Two years of collaboration between researchers from Taiwan, the US and South Korea recently found that the outer Solar System might not be as crowded as astronomers thought.
The Taiwanese-American Occultation Survey (TAOS) — a cooperation project between Academia Sinica’s Institute of Astronomy and Astrophysics, the Harvard-Smithsonian Center for Astrophysics, the Lawrence Livermore National Laboratory’s Institute of Geophysics and Planetary Physics, National Central University’s (NCU) Institute of Astronomy and Yonsei University in South Korea — observed orbiting objects in the Kuiper Belt, the region beyond Neptune, since 2005, NCU said in a press release yesterday.

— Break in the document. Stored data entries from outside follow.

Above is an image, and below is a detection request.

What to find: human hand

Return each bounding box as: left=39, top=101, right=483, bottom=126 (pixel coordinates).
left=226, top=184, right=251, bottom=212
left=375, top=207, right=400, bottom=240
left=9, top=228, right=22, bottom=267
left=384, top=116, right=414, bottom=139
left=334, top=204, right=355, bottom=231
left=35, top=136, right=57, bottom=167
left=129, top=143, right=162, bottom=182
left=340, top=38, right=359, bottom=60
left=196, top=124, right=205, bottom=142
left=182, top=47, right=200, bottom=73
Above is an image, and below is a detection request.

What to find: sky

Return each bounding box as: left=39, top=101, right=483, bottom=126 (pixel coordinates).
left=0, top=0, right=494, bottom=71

The research targeted objects — mostly chunks of rocks or ice — between 3km and 28km in diameter by recording the luminosity of stars as the objects passed and occluded them, NCU said.
The method made TAOS the only research team in the world that could probe these objects, as they were too small to be seen directly through a telescope, the school said.
“We were able to observe the outer Solar System ... These objects were very small, only larger than an ordinary track field,” NCU professor of astrology Chen Wen-ping (陳文屏) said.
Analysis of some 7 billion bits of data collected by the project over the past two years showed that no occultation was recorded, NCU said.
NCU vice chancellor Ip Wing-huen (葉永烜), a noted astronomer in Taiwan, said the research team estimated there were between 10 times to 100 times less orbiting objects in the Kuiper Belt than astronomers had previously estimated.
The research was published in the Astrophysical Journal Letters last Wednesday.